It's knee jerk reaction to the bad quarter. No way you can spin it. It may persist for a few days to shake out the folks giving up, the margin (although it looks like last time there really wasn't any margin selling) and anyone who was trying to trade quarterly news flow. No different to the upwards knee jerk reactions on good news. Neither is usually correct.
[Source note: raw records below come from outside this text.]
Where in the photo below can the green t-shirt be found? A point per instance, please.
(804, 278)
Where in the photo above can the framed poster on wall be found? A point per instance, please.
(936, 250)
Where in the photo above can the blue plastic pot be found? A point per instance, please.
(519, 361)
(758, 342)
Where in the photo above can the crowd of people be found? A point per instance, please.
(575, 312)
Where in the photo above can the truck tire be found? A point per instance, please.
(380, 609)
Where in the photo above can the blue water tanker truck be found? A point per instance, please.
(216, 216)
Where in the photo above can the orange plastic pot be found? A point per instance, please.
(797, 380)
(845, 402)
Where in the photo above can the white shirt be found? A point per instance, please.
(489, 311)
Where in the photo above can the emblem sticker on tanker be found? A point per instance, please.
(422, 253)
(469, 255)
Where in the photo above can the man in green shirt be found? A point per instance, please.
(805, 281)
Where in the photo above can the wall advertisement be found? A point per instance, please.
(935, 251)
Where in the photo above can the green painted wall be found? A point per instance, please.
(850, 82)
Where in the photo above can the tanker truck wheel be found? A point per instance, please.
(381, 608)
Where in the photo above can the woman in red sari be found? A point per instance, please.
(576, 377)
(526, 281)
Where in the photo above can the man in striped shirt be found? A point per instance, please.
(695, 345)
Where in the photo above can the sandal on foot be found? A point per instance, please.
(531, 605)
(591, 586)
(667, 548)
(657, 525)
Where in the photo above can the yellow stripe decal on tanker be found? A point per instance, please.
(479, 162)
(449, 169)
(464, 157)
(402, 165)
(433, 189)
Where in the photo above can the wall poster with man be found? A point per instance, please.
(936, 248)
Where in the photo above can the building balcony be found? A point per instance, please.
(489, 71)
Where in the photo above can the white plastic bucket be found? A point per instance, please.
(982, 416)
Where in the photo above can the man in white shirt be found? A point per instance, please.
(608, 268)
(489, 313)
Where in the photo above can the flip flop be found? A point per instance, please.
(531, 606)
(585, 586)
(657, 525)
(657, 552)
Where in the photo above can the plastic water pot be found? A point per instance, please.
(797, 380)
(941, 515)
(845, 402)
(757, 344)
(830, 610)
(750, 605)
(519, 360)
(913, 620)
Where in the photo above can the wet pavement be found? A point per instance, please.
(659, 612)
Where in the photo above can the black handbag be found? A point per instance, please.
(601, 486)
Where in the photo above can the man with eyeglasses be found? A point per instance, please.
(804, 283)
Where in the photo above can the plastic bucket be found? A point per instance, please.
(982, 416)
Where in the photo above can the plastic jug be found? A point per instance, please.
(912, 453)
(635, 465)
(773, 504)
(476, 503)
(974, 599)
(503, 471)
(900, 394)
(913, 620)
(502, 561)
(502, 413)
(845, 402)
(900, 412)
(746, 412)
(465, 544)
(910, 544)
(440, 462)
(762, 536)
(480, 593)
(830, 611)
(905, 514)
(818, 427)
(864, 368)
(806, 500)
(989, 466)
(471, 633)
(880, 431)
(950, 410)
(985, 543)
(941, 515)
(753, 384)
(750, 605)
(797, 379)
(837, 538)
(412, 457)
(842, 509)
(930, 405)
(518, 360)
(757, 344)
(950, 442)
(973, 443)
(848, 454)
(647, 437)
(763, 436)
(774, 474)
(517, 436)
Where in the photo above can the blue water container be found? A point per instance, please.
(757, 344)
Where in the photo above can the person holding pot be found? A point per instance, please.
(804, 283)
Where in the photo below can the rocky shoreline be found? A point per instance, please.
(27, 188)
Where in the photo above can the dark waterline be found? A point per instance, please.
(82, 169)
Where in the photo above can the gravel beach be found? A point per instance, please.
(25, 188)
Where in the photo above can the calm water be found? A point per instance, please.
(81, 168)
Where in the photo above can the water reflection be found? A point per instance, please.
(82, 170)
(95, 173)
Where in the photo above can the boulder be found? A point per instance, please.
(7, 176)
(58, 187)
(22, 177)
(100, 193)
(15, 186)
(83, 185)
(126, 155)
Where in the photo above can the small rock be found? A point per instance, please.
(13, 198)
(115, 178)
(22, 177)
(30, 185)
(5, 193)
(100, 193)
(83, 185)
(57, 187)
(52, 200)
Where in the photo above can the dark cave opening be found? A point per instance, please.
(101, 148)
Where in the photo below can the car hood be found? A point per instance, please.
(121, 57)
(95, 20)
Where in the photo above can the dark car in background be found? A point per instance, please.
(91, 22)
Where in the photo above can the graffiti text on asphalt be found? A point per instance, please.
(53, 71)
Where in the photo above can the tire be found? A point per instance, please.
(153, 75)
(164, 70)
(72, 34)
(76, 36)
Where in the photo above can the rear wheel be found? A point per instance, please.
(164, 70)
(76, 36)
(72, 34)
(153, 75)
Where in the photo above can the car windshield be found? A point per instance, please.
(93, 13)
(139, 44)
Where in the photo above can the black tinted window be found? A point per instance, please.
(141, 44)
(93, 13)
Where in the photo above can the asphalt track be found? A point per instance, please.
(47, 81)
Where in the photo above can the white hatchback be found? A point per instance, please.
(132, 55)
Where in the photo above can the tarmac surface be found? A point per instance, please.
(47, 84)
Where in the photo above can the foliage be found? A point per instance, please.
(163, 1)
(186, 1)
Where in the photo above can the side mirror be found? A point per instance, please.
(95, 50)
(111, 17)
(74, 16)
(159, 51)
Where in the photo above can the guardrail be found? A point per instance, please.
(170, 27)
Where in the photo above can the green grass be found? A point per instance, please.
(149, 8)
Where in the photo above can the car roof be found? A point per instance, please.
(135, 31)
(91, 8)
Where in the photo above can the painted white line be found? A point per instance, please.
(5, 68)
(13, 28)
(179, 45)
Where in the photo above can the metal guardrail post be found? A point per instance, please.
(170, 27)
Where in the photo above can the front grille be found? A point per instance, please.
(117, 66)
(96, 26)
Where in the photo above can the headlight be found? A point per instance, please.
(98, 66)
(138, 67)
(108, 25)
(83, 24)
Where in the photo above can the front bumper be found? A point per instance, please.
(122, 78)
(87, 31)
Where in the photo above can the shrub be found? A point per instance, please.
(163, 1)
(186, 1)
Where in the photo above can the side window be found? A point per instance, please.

But you have to say, the stock price had been discounting and foreshadowing a mediocre growth outlook for their drugs for a while now. It was fairly right regardless of how we interpret things here. A shame that Bloomberg is frankly so horribly wrong and doesn't fact check their data I do agree the company should have let that be known if they also knew that. Not good at all and shame on them Maybe they only noticed it this quarter as I would guess SPCEO brought up that number to them before and maybe it was close to the truth It's only this quarter where the disconnect happened Still, I fault them for not rectifying that misperception
There's something of value with the drugs they have as they don't lose money and growth should bounce back. I'd like to think they can still get to 1500- 2000 like they say. That's still pretty low penetration rate. So maybe it's ultimately worth $4-5 bucks in value. But SPCEOs right, any new analyst isn't going to really care given the growth potential of Egrifta. It's just a nice source of positive and growing cash flow to pay all the bills and grow cash a bit. For any new analyst it will be looking like a real bargain once you stack it up to the only other 3-4 companies at or close to a phase 3. You just have to have the non emotional guts to stick with it until you see some of that coverage happen. I would guess anyone attending the R&D day may have a much better sense of how that is going by the kinds of questions being asked, the level of disclosures and the general buzz, if any. That may be the first day in the new life of Th as a development co addressing two much, much larger markets.